2. Nur hinsichtlich der unter TOP 1.3. beschlossenen Verwalterentlastung hat das
Landgericht zu Unrecht eine formelle Rechtmäßigkeit bejaht. Es hat dabei nicht
beachtet, dass die Beteiligte zu I. als Verwalterin nicht wirksam in Vertretung für die
stimmberechtigten Antragsgegner über ihre eigene Entlastung abstimmen konnte, weil
ihr persönliches Interesse das mitgliedschaftliche der Beteiligten zu III. überwog (vgl. OLG
Karlsruhe ZMR 2003, 289; Bärmann/Pick/Merle, a.a.O., § 28 Rdnr. 124).

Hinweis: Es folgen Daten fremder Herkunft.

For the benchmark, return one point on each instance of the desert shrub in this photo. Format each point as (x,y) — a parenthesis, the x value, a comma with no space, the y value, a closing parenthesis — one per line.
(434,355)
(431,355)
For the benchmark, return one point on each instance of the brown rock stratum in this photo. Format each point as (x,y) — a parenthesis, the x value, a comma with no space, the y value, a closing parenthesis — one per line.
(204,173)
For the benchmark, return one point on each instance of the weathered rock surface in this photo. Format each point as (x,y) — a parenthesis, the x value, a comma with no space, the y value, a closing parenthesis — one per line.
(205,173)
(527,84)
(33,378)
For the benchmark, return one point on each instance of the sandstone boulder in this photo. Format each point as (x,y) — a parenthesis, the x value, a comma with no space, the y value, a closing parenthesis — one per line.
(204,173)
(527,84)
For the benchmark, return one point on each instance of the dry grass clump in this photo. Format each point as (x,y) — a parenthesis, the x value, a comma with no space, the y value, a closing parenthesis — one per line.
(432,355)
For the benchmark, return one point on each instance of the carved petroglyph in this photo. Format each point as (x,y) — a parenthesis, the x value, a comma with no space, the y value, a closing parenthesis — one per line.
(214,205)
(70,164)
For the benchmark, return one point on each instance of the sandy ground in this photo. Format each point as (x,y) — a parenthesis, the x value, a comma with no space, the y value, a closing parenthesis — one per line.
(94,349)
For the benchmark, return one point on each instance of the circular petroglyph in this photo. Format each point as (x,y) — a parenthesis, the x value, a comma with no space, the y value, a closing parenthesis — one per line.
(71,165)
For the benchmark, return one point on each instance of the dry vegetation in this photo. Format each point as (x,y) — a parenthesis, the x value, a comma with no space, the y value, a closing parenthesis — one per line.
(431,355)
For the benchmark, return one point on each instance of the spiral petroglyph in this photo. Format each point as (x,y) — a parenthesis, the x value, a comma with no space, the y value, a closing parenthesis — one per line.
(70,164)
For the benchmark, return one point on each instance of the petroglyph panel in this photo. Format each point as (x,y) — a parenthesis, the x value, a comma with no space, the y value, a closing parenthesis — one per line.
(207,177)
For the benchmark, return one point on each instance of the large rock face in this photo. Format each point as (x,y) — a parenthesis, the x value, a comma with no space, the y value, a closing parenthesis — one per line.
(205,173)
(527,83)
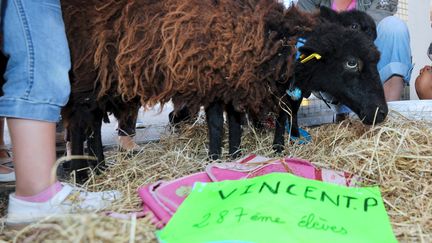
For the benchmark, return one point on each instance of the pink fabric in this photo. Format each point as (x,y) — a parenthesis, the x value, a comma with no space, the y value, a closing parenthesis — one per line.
(161,199)
(172,194)
(159,210)
(351,6)
(45,195)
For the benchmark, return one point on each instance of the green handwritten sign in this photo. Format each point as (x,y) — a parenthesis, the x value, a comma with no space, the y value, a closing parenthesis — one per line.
(279,207)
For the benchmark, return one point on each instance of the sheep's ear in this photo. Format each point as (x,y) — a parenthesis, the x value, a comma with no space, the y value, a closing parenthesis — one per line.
(307,50)
(328,14)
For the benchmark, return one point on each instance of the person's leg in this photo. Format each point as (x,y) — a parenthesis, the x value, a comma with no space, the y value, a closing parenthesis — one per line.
(395,64)
(36,87)
(4,153)
(393,88)
(423,83)
(33,159)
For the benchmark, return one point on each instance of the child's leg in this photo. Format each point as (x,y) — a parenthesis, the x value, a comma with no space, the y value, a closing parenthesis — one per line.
(395,64)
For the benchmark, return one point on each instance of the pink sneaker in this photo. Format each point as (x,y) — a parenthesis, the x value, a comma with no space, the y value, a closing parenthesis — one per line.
(68,200)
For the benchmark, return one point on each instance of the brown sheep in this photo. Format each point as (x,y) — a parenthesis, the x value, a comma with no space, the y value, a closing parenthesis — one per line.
(220,54)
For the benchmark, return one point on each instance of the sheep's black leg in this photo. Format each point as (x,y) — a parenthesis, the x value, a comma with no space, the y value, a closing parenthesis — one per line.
(295,106)
(278,142)
(77,138)
(235,131)
(95,148)
(180,116)
(214,116)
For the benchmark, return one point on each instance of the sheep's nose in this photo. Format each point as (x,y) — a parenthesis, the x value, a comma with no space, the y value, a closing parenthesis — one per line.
(381,114)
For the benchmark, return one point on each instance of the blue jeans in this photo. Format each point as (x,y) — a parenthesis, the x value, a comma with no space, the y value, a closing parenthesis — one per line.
(393,42)
(37,82)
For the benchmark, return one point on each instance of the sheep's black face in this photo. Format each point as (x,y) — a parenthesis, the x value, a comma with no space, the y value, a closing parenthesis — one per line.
(353,19)
(347,70)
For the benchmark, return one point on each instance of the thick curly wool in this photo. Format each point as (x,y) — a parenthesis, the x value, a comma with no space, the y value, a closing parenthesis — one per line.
(192,51)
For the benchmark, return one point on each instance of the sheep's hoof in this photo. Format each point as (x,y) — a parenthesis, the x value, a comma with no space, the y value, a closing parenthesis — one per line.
(235,155)
(214,157)
(278,148)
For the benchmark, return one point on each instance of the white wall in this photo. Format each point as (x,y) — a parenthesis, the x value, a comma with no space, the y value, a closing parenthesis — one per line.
(421,36)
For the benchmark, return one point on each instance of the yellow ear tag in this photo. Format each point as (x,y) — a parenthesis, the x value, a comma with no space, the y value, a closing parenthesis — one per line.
(308,58)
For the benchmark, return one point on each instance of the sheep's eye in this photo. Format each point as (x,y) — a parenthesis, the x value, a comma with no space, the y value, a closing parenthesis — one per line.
(352,64)
(355,26)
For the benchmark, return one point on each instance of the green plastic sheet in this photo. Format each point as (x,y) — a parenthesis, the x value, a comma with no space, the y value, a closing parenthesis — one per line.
(279,207)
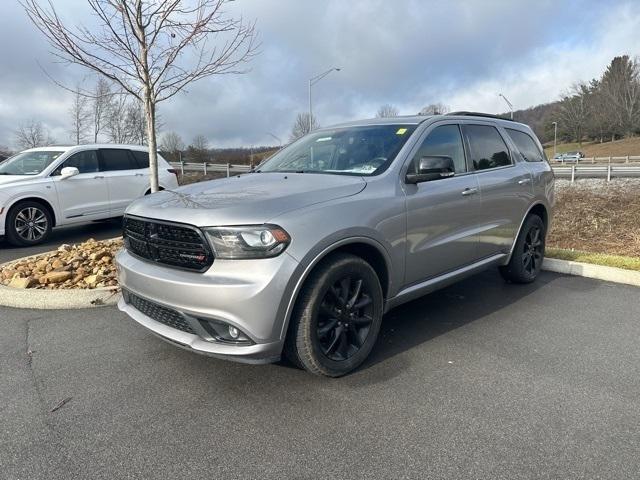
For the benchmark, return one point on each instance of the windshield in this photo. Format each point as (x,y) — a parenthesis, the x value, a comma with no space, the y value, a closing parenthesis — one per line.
(346,151)
(28,163)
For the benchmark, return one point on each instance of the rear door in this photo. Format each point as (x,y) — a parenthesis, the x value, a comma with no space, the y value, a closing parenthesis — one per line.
(441,214)
(84,196)
(505,187)
(124,179)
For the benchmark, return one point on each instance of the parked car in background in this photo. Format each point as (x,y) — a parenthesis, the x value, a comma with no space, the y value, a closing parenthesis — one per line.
(572,156)
(48,187)
(307,253)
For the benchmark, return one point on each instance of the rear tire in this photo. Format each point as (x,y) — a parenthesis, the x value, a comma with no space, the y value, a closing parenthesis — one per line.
(337,317)
(28,223)
(528,252)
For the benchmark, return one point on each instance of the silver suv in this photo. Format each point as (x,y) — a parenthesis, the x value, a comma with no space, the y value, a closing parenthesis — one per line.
(306,254)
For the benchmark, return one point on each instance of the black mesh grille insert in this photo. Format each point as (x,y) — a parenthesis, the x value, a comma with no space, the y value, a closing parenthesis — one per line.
(161,314)
(180,246)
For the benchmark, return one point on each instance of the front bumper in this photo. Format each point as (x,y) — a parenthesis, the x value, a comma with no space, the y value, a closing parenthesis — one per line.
(243,293)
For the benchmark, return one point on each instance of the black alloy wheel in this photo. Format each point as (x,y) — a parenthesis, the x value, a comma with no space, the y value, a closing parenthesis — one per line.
(337,317)
(345,318)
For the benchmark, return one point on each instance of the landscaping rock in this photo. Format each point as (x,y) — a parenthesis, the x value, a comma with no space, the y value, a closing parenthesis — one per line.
(87,265)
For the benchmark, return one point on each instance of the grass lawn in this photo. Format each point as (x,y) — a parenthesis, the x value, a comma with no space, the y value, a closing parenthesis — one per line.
(618,148)
(618,261)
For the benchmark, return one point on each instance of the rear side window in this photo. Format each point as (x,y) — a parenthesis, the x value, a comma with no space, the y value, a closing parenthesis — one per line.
(487,148)
(142,158)
(526,145)
(85,162)
(444,140)
(116,159)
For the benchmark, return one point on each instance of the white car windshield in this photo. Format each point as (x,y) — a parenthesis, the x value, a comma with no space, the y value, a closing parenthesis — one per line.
(364,151)
(28,163)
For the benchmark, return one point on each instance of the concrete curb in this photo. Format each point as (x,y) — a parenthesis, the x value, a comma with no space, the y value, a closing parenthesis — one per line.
(600,272)
(56,299)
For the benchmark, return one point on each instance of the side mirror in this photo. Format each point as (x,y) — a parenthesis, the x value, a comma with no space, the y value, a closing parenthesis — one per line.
(432,168)
(68,172)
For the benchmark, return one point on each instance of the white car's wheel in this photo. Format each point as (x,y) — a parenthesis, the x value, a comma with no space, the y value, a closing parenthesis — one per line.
(28,223)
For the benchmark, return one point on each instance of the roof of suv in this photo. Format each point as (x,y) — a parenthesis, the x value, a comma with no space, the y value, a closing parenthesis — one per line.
(66,148)
(417,119)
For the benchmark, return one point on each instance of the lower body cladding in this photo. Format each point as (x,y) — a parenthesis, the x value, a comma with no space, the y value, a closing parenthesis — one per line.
(232,311)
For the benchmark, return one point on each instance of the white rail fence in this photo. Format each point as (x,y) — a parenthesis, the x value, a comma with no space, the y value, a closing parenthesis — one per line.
(608,171)
(210,167)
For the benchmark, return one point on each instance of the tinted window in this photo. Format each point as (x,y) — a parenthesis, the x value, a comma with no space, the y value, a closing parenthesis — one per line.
(526,145)
(487,148)
(142,158)
(445,140)
(85,162)
(117,159)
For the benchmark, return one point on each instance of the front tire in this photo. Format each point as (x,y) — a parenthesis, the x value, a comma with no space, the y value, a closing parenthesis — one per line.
(337,317)
(28,223)
(528,252)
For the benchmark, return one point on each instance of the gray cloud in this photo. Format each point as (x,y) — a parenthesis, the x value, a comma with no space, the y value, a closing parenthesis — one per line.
(406,52)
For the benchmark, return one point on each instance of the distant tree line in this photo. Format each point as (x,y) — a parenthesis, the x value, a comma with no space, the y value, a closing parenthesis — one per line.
(602,109)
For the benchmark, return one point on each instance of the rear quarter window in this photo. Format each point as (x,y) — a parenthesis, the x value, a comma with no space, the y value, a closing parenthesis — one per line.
(526,145)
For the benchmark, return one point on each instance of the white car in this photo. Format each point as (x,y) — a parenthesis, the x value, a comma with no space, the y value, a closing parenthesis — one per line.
(48,187)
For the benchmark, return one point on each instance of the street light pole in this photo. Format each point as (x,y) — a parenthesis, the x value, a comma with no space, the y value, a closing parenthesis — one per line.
(313,81)
(508,103)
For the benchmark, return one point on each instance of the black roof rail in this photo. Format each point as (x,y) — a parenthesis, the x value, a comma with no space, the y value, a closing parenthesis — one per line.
(480,114)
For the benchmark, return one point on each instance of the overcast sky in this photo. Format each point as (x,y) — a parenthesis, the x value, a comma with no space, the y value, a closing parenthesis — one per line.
(405,52)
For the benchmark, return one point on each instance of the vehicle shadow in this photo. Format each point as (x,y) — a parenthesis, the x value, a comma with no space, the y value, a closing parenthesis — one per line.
(421,320)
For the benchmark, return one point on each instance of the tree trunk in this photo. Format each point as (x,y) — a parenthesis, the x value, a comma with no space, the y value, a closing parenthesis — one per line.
(150,113)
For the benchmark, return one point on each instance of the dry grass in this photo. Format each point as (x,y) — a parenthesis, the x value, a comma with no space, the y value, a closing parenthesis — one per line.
(597,220)
(618,261)
(619,148)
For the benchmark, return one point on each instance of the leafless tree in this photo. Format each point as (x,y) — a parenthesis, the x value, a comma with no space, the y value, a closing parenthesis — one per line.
(572,111)
(434,109)
(387,110)
(100,101)
(135,124)
(145,47)
(620,85)
(32,134)
(80,114)
(172,144)
(116,119)
(301,126)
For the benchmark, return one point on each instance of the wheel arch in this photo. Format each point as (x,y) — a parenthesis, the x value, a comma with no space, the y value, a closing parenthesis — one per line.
(366,248)
(538,208)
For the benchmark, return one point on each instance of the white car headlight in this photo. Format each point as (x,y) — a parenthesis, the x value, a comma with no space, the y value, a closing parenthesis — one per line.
(251,241)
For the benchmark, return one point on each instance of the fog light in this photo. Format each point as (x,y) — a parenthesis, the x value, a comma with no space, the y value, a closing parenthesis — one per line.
(233,332)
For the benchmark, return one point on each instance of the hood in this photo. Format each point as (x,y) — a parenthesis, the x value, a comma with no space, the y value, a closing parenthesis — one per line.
(248,199)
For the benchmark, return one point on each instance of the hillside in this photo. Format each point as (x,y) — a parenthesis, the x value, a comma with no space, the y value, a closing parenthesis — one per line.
(618,148)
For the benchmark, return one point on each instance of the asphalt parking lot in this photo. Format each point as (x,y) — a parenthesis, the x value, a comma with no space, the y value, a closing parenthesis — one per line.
(480,380)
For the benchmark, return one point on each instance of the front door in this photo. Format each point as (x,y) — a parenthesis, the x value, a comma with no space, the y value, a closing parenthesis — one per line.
(441,214)
(125,180)
(84,196)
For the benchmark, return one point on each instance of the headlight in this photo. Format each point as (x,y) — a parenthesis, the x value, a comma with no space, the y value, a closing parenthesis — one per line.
(252,241)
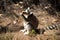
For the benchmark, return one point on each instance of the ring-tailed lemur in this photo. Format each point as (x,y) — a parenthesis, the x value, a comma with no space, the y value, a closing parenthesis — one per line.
(52,27)
(27,25)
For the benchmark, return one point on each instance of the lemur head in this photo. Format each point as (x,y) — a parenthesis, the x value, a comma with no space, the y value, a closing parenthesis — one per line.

Die Kostenentscheidung beruht auf § 47 WEG. Die Antragsteller und die Beteiligte zu I.
haben entsprechend ihrem Obsiegen und Unterliegen die Gerichtskosten aller Instanzen
zu tragen. Es bestand keine Veranlassung, ausnahmsweise die Erstattung
außergerichtlicher Kosten dritter Instanz anzuordnen.
Der Geschäftswert war gemäß § 48 Abs. 3 WEG auf 3.000,00 Euro festzusetzen.